Risk - expose to a chance of loss or damage. Management - the act of managing something.

So in avoiding all industry specific terms, let’s look at what we are actually supposed to be doing. Our job is to:

1. Protect stuff from bad things
2. Continually work to make it easier to do step 1.

Honest officer the virus did it …

Ok now we are getting somewhere! Lets look up step one again and dig a little deeper. So we are in the protection racket and we attempt to stop bad things from happening. We also try to reduce the chance that bad things happen. What are these bad things? Is it even a what, could it be who, how, where, or when? Using our current lexicon we protect stuff from: attackers, hackers, crackers, spyware, malware, adware, viruses, worms, terrorists, pirates, warez operators, script kiddies, etc. Take the term malware incident for example:

Malware - programming or files that are developed for the purpose of doing harm. Thus, malware includes computer viruses, worms, and Trojan horses.
Incident - an undesired event which under slightly different circumstances could result in harm to people, damage to property, loss to process, or harm to the environment.

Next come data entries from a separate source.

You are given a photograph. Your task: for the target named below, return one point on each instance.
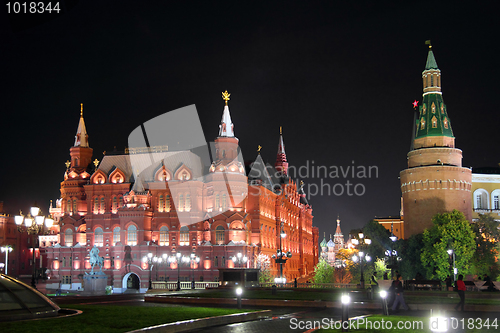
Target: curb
(192, 324)
(311, 304)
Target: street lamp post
(281, 257)
(452, 253)
(6, 249)
(149, 260)
(362, 241)
(33, 225)
(194, 260)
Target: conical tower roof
(81, 137)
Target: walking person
(398, 290)
(461, 292)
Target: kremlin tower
(435, 181)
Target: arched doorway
(131, 283)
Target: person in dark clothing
(398, 290)
(461, 292)
(448, 283)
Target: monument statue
(95, 259)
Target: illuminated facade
(127, 216)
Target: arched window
(184, 237)
(167, 203)
(181, 202)
(224, 201)
(116, 235)
(164, 236)
(219, 235)
(480, 199)
(98, 237)
(188, 202)
(160, 203)
(68, 237)
(495, 199)
(132, 235)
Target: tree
(450, 231)
(263, 262)
(485, 259)
(410, 251)
(323, 272)
(379, 237)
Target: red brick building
(175, 205)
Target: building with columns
(435, 181)
(176, 205)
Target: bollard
(239, 291)
(346, 299)
(385, 308)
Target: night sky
(339, 79)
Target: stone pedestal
(95, 284)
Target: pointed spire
(81, 137)
(226, 128)
(431, 61)
(281, 164)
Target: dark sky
(340, 79)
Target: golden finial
(225, 96)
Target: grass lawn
(449, 300)
(330, 295)
(113, 318)
(381, 324)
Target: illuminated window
(98, 237)
(132, 235)
(164, 236)
(160, 203)
(68, 237)
(167, 203)
(219, 235)
(224, 201)
(184, 237)
(116, 235)
(188, 202)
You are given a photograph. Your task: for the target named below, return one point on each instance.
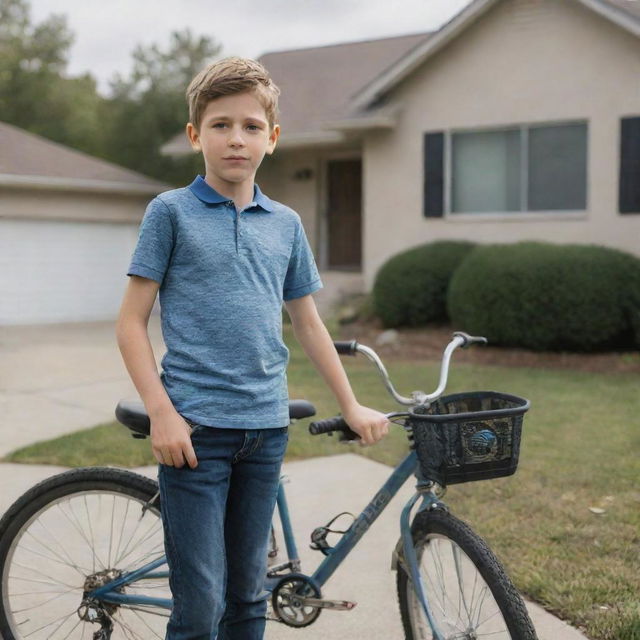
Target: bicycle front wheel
(70, 534)
(468, 590)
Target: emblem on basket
(485, 442)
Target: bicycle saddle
(133, 415)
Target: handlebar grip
(469, 340)
(346, 347)
(333, 424)
(328, 425)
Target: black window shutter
(629, 198)
(434, 175)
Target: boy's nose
(236, 139)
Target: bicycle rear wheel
(72, 532)
(469, 593)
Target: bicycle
(450, 585)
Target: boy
(224, 257)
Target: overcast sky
(107, 32)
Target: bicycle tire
(57, 533)
(467, 588)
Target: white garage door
(62, 271)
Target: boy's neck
(240, 192)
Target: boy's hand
(369, 424)
(171, 440)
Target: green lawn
(580, 450)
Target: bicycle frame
(360, 526)
(111, 592)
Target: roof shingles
(25, 154)
(317, 84)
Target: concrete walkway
(61, 378)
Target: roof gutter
(47, 183)
(617, 15)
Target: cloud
(107, 33)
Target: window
(510, 170)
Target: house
(517, 120)
(68, 226)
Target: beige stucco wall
(523, 62)
(277, 178)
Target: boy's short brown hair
(226, 77)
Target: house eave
(397, 72)
(311, 138)
(616, 15)
(362, 123)
(48, 183)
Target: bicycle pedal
(336, 605)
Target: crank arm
(336, 605)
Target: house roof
(339, 87)
(30, 161)
(318, 83)
(624, 13)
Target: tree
(148, 107)
(34, 92)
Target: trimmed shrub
(549, 297)
(410, 289)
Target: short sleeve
(302, 274)
(155, 243)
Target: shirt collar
(208, 194)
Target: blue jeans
(216, 521)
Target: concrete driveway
(61, 378)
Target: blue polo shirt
(223, 276)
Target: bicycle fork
(429, 501)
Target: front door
(345, 214)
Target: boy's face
(234, 137)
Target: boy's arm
(311, 333)
(170, 434)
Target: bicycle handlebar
(460, 339)
(351, 347)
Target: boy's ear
(194, 137)
(273, 138)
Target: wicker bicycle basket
(468, 436)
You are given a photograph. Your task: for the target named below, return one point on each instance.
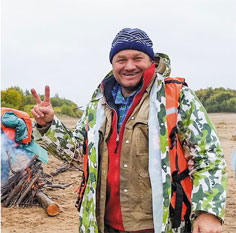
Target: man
(130, 184)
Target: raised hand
(42, 112)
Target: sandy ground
(34, 219)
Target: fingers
(37, 112)
(35, 95)
(47, 94)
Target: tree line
(218, 99)
(213, 99)
(15, 97)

So we diligently develop response plans to deal with malware incidents or “outbreaks” and track for trend analysis malware as a category, possibly with sub categories of spyware, adware, virus, etc. Can you see how the military and medical basis of our lexicon has come to haunt us? How valuable is our trend analysis? Can it be used to predict future events? Is all malware created equal? Should we define some global severity to malware incidents? What is an incident anyway? Is it a crime, accident, or random event? Again, our job is to protect.

Protect - shield from danger, injury, destruction, or damage.

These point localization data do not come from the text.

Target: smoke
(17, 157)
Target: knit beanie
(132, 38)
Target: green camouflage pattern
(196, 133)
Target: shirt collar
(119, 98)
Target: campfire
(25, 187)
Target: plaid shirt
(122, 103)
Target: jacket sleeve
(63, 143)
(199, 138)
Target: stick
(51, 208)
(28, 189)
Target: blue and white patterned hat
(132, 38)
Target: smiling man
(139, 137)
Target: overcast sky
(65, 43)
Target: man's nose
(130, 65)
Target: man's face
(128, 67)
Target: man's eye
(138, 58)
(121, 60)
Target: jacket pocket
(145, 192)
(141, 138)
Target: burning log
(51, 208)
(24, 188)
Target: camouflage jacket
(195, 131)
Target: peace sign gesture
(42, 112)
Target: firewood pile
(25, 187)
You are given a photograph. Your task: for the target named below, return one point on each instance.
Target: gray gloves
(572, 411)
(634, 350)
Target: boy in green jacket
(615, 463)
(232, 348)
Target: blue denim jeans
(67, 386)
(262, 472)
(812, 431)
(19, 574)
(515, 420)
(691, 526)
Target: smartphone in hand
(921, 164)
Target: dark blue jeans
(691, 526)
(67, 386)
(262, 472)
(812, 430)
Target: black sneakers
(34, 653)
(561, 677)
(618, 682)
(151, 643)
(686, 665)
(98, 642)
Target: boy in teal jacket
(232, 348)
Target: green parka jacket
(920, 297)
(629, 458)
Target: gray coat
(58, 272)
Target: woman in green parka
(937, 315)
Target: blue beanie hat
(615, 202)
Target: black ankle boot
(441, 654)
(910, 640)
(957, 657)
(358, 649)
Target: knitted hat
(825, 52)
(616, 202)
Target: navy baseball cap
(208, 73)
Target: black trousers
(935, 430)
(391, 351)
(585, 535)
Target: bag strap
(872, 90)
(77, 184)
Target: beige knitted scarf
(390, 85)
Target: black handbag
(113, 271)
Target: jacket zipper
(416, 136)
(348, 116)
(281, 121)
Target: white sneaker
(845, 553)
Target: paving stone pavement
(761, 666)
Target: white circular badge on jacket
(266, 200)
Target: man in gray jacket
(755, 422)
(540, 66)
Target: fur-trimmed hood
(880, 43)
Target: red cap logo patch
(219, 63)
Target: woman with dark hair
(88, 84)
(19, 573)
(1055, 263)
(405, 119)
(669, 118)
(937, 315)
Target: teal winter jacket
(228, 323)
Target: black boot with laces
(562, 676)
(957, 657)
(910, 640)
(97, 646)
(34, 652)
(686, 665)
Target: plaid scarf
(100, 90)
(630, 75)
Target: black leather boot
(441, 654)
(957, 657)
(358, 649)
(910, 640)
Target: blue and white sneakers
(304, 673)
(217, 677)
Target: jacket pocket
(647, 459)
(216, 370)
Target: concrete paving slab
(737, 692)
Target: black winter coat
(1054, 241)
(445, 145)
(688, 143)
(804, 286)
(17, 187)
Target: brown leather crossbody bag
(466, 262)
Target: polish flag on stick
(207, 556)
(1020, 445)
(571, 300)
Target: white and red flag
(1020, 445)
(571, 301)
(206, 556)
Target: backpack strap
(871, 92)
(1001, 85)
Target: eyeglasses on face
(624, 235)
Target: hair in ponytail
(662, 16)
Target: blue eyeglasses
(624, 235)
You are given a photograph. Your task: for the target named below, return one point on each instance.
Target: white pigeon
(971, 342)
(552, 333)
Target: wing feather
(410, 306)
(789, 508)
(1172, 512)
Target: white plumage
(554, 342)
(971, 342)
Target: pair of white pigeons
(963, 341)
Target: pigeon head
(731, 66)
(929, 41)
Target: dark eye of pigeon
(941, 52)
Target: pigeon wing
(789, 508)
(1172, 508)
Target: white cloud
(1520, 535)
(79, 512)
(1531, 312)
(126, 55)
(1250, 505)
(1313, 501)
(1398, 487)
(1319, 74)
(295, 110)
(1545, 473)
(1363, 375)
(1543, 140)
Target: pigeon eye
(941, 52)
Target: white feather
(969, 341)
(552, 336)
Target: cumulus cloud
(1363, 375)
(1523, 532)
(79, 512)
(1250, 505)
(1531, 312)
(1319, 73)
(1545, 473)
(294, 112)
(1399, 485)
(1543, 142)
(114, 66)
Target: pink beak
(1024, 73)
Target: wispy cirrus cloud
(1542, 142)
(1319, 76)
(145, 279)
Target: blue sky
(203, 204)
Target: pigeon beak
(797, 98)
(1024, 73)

So if our #1 goal is to protect stuff, then does the category malware incident work? Let’s replace the word "malware" with "guns" and look at a current headline:

Microsoft to protect users against malware with Windows OneCare.

Gets changed to:

Microsoft to protect users against guns with Windows OneCare.

Who’s on first

The obvious question becomes shouldn’t we protect our users from the bad person holding the gun? The problem is that the use of the term malware removes the source of the incident - the individual(s) who caused the incident. Malware is a program and a program is nothing more than instructions that a computer follows. It exists to serve the purpose of its creator. Is “virus” even the appropriate word? The current leading science theory states that a biological virus is a random result of evolution, unless used in a weapon of mass destruction, that has no intent. A computer virus has a creator who has a definite purpose. There is intent and that intent matters. By combining all replicating code incidents into a single category called “virus,” we lose the ability to measure the threat landscape. Our categories must be based on intent to allow the understanding of the current threat landscape.

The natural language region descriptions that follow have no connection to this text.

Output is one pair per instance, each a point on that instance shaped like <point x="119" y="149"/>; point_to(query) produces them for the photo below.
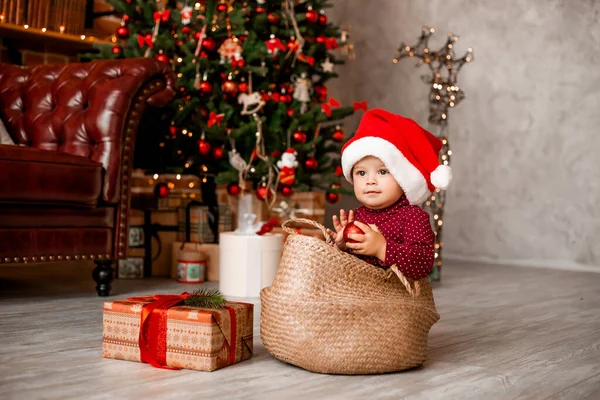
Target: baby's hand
<point x="372" y="243"/>
<point x="339" y="225"/>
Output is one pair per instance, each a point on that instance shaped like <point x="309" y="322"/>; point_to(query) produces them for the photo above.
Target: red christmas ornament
<point x="161" y="190"/>
<point x="209" y="43"/>
<point x="263" y="193"/>
<point x="233" y="189"/>
<point x="338" y="135"/>
<point x="312" y="16"/>
<point x="273" y="18"/>
<point x="321" y="92"/>
<point x="203" y="147"/>
<point x="162" y="58"/>
<point x="332" y="197"/>
<point x="299" y="137"/>
<point x="351" y="229"/>
<point x="218" y="153"/>
<point x="206" y="87"/>
<point x="311" y="163"/>
<point x="122" y="32"/>
<point x="230" y="87"/>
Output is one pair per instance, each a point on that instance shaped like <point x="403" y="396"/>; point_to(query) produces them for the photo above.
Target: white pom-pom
<point x="441" y="177"/>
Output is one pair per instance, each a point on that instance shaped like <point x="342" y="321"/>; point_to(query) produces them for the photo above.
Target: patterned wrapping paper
<point x="197" y="338"/>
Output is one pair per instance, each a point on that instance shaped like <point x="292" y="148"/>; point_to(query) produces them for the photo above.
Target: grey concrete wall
<point x="525" y="140"/>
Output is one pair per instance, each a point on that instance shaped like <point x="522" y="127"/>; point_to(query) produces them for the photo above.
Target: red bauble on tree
<point x="311" y="163"/>
<point x="312" y="16"/>
<point x="203" y="147"/>
<point x="218" y="153"/>
<point x="273" y="18"/>
<point x="234" y="189"/>
<point x="122" y="32"/>
<point x="209" y="44"/>
<point x="161" y="190"/>
<point x="206" y="87"/>
<point x="338" y="135"/>
<point x="263" y="193"/>
<point x="299" y="137"/>
<point x="162" y="57"/>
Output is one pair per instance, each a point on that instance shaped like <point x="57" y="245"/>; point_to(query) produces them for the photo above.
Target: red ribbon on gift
<point x="358" y="105"/>
<point x="162" y="15"/>
<point x="153" y="328"/>
<point x="326" y="107"/>
<point x="215" y="118"/>
<point x="145" y="40"/>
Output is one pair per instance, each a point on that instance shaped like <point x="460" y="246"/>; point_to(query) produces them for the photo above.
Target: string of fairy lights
<point x="444" y="95"/>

When faced with a new technology we assume that we need new tools, terminology, and techniques to deal with it. This has been our failure. Our terminology assumed that a new tool somehow changed human behavior when in fact we are dealing with the same old greed, malice, envy, and violence. The answer is so simple and obvious we missed it. Computers are just a tool that allows the same old human nature to be expressed more efficiently. So our job is to protect stuff from crime committed by criminals. To move forward as a profession, Information Security needs to define its terms with a firm foundation that captures human intent.